Aggiungo che non sarebbe male aggiornare le chiavi di lettura. Non saprei contare a quante manifestazioni ho partecipato scandendo «Yankee go home» e «Via l’Italia dalla Nato» (ma anche, lo ricordo ai convertiti al pacifismo senza se e senza ma, «Vietcong vince perché spara»). Nello scenario geopolitico bipolare, disegnato della Guerra fredda, chiedevamo il ritiro degli americani dall’Indocina, non la resa dei vietnamiti. Mezzo secolo dopo il regime putiniano, benedetto da patriarchi omofobi, sostenuto da una cricca di oligarchi e ispirato a nostalgie zariste, è senza ombra di dubbio il più reazionario fra i governi europei.
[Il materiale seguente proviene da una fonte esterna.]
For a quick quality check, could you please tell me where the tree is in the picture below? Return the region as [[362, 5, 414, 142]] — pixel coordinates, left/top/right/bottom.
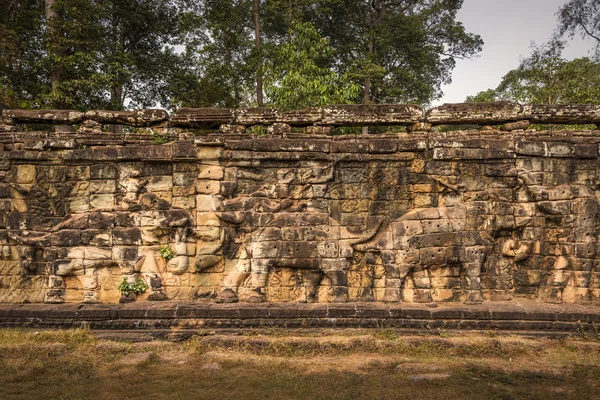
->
[[466, 45, 600, 104], [315, 0, 483, 104], [0, 0, 50, 108], [0, 0, 200, 110], [555, 0, 600, 56], [266, 22, 360, 109]]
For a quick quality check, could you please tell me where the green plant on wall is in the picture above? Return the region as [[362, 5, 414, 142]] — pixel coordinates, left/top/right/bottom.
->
[[118, 278, 148, 297], [152, 132, 169, 144], [160, 246, 177, 261]]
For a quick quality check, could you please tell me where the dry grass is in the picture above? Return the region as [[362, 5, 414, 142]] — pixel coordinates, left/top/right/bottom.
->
[[0, 330, 600, 400]]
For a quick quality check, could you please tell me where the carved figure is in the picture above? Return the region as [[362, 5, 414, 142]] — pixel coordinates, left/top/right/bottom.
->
[[354, 196, 517, 303], [519, 170, 600, 302], [217, 212, 372, 302]]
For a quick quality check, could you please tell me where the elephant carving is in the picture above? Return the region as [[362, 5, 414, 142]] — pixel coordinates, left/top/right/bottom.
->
[[354, 197, 517, 303], [217, 211, 373, 302], [519, 170, 600, 303]]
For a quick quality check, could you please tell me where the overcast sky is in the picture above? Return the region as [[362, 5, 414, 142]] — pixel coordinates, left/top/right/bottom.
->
[[434, 0, 593, 105]]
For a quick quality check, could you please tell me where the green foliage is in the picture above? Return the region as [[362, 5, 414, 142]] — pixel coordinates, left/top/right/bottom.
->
[[316, 0, 483, 104], [152, 132, 169, 144], [160, 245, 177, 261], [465, 89, 499, 103], [118, 278, 148, 297], [0, 0, 482, 110], [265, 21, 360, 109], [555, 0, 600, 56]]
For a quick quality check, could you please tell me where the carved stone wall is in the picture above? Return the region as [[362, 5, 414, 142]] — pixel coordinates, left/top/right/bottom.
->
[[0, 101, 600, 303]]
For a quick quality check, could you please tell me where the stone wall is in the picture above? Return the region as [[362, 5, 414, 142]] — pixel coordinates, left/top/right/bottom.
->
[[0, 103, 600, 303]]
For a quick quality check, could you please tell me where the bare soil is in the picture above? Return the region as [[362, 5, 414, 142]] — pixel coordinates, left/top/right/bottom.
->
[[0, 330, 600, 400]]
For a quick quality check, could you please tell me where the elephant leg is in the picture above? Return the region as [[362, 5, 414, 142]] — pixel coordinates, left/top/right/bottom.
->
[[302, 271, 323, 303], [216, 258, 251, 303], [463, 262, 483, 304], [538, 256, 570, 304], [323, 270, 348, 303], [412, 268, 433, 303], [381, 264, 413, 303], [247, 258, 270, 303]]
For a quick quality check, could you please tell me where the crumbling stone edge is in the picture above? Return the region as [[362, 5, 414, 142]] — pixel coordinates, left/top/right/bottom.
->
[[0, 301, 600, 336]]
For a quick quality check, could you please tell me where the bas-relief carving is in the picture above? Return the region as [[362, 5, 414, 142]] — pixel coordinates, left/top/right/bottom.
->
[[0, 158, 600, 303]]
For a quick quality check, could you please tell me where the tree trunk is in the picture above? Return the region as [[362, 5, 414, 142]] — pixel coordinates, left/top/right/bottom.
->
[[253, 0, 263, 107], [110, 84, 123, 133], [45, 0, 71, 132], [362, 38, 373, 135]]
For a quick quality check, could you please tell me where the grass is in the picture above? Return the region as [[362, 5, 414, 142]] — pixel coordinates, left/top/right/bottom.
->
[[0, 330, 600, 400]]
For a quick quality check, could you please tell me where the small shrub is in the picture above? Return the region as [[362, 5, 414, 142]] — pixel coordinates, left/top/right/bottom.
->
[[152, 133, 169, 144], [118, 278, 148, 297], [160, 246, 177, 261]]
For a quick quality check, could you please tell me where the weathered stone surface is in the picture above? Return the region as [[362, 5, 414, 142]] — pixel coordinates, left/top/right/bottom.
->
[[85, 109, 169, 126], [501, 120, 531, 132], [0, 104, 600, 308], [2, 109, 84, 125], [425, 101, 525, 125], [321, 104, 423, 126], [521, 104, 600, 124], [171, 108, 235, 128]]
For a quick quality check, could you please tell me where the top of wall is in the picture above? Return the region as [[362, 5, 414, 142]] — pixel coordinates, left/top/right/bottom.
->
[[0, 102, 600, 130]]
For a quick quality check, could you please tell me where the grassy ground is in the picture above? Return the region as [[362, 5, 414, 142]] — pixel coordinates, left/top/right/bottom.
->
[[0, 330, 600, 400]]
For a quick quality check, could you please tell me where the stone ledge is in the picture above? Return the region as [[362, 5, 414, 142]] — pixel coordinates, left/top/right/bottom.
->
[[0, 300, 600, 335]]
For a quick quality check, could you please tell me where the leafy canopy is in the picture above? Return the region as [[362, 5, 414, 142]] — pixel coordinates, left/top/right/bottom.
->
[[265, 21, 361, 109]]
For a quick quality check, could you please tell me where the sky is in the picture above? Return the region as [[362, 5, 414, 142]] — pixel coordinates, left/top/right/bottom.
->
[[434, 0, 593, 105]]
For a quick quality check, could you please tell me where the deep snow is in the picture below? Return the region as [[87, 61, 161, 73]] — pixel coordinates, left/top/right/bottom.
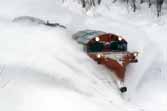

Non scambiamo la coerenza ideale con la coazione a ripetere slogan coniati in altri tempi e per altri scenari. Senza esimerci dal dovere di capire, approfondire, scambiare opinioni: non è questa la missione del nostro blog? 

NICOLA R. PORRO

[1] Anche sul nostro blog si è fatto cenno a quel «trattamento Orsini» che subirebbe questo professore di seconda fascia della Luiss, colpevole solo di rappresentare una voce fuori dal coro. L’epurato più presenzialista e fra i meglio retribuiti delle reti tv, è ora anche protagonista di eventi teatrali in cui promette di rivelarci «tutto quello che non ci dicono». Gode d’altronde di poteri speciali che ha rivelato in una puntata recente di Cartabianca affermando (testuale): «La mente umana non è in grado di farsi carico di tutte queste informazioni. Per me è normale farlo, la mia mente è allenata a questo tipo di operazioni. L’uomo comune, invece, compresi alcuni giornalisti e politici, non conosce la politica internazionale». Per giudizi meno encomiastici rinvio al documentato articolo di Matteo Pugliese, «Alessandro Orsini e Fabio Mini diffondono complottismo? Il fact checking» su Domani del 30 marzo 2022. Prevedibile, invece, il favore riscosso presso un polemista di destra come Vittorio Feltri: «Tv piena di cretini: perché prendersela solo con Orsini?» su Libero del 14 aprile 2022.